Wisconsin University Women Targeted In 'Plan B' Ban

Well, when it rains it pours, or should we consider this yet another chip in the fragile rights of women in the United States. Wisconsin universities have been targeted by a bill that would ban both emergency contraception in the form of Plan B, as well as counseling on emergency contraception at the advocacy of anti-choice groups such as Pro-Life Wisconsin. Despite The American College of Obstetricians and Gynecologists report and affirmation that Plan B is not an abortificant, the group claims to represent 20,000 Wisconsin families in their quest to prohibit 26 state campuses from prescribing Plan B, or counseling on Plan B.

“The morning-after pill kills tiny embryonic human beings and very much harms women,” said Peggy Hamill, state director of Pro-Life Wisconsin.

According to an article written up in the Minneapolis Star Tribune, pro-choice and family planning advocates have a distinctly different point of view.

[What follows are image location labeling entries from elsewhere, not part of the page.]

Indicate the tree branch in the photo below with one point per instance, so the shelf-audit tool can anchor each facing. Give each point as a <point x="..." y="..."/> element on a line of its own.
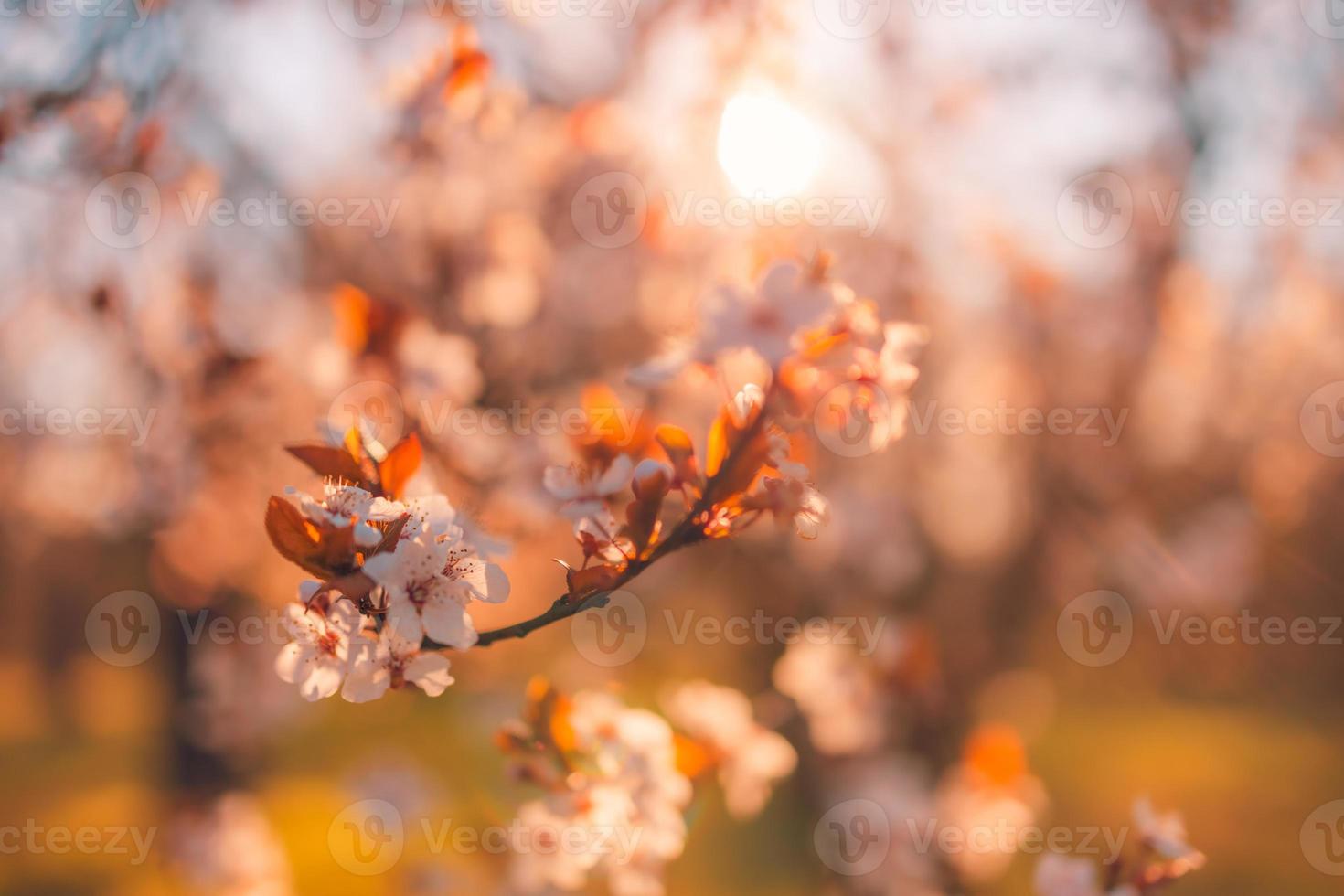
<point x="688" y="531"/>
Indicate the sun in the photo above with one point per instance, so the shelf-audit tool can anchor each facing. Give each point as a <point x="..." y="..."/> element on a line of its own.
<point x="766" y="146"/>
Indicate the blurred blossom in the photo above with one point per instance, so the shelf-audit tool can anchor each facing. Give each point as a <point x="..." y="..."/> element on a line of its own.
<point x="228" y="848"/>
<point x="837" y="693"/>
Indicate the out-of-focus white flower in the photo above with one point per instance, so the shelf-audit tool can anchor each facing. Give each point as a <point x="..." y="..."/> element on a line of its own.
<point x="342" y="506"/>
<point x="429" y="581"/>
<point x="230" y="849"/>
<point x="766" y="320"/>
<point x="1166" y="835"/>
<point x="317" y="656"/>
<point x="392" y="661"/>
<point x="837" y="692"/>
<point x="566" y="836"/>
<point x="750" y="756"/>
<point x="1061" y="875"/>
<point x="437" y="367"/>
<point x="585" y="491"/>
<point x="636" y="792"/>
<point x="792" y="500"/>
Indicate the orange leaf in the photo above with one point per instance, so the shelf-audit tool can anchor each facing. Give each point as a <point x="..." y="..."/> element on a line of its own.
<point x="717" y="449"/>
<point x="679" y="449"/>
<point x="591" y="581"/>
<point x="296" y="539"/>
<point x="328" y="461"/>
<point x="400" y="465"/>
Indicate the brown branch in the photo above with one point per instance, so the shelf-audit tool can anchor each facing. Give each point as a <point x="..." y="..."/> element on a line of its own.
<point x="688" y="531"/>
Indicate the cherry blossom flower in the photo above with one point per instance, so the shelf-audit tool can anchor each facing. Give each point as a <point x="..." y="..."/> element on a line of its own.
<point x="569" y="835"/>
<point x="1166" y="835"/>
<point x="786" y="300"/>
<point x="392" y="661"/>
<point x="1058" y="875"/>
<point x="317" y="656"/>
<point x="585" y="491"/>
<point x="837" y="692"/>
<point x="229" y="847"/>
<point x="792" y="500"/>
<point x="342" y="506"/>
<point x="631" y="786"/>
<point x="429" y="583"/>
<point x="749" y="756"/>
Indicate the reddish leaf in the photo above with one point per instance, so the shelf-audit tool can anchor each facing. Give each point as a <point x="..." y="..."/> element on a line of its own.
<point x="296" y="539"/>
<point x="328" y="461"/>
<point x="400" y="466"/>
<point x="680" y="452"/>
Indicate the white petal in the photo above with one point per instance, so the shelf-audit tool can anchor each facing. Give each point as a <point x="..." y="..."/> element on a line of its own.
<point x="368" y="681"/>
<point x="406" y="620"/>
<point x="560" y="481"/>
<point x="429" y="673"/>
<point x="446" y="623"/>
<point x="617" y="475"/>
<point x="289" y="660"/>
<point x="323" y="678"/>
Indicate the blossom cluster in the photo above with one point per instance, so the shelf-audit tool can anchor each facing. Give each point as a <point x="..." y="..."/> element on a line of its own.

“This is just basic, basic female health care, and it’s extremely disturbing … that women’s health is under attack here and at the national level,” said Tanya Atkinson, field manager for Planned Parenthood Advocates of Wisconsin.

The article then goes on to talk about more anti-choice plans that Wisconsin legislators have in the works, including a bill that would support pharmacists to deny Plan B based on moral grounds, as well as denying birth-control pills on moral grounds.

Sickeningly, and in some ways entertainingly enough, Republican legislators in Wisconsin are under the impression that university women in Wisconsin consider Plan B a new and exciting form of Skittles, with a zany and sometimes useful after-affect.

“I think it puts young women at great risk when they are told by medical professionals it’s just OK to take these emergency contraceptives at whim,” said state Rep. Jean Hundertmark, R-Clintonville, a co-sponsor of the bill. “It shouldn’t be taken like candy.”

The only potential silver lining to this rather dark and disgusting cloud is that while the Wisconsin House has approved the bill, and the Senate may pass it as well, Governor Jim Doyle has vowed to veto the bill when and if it came to his desk.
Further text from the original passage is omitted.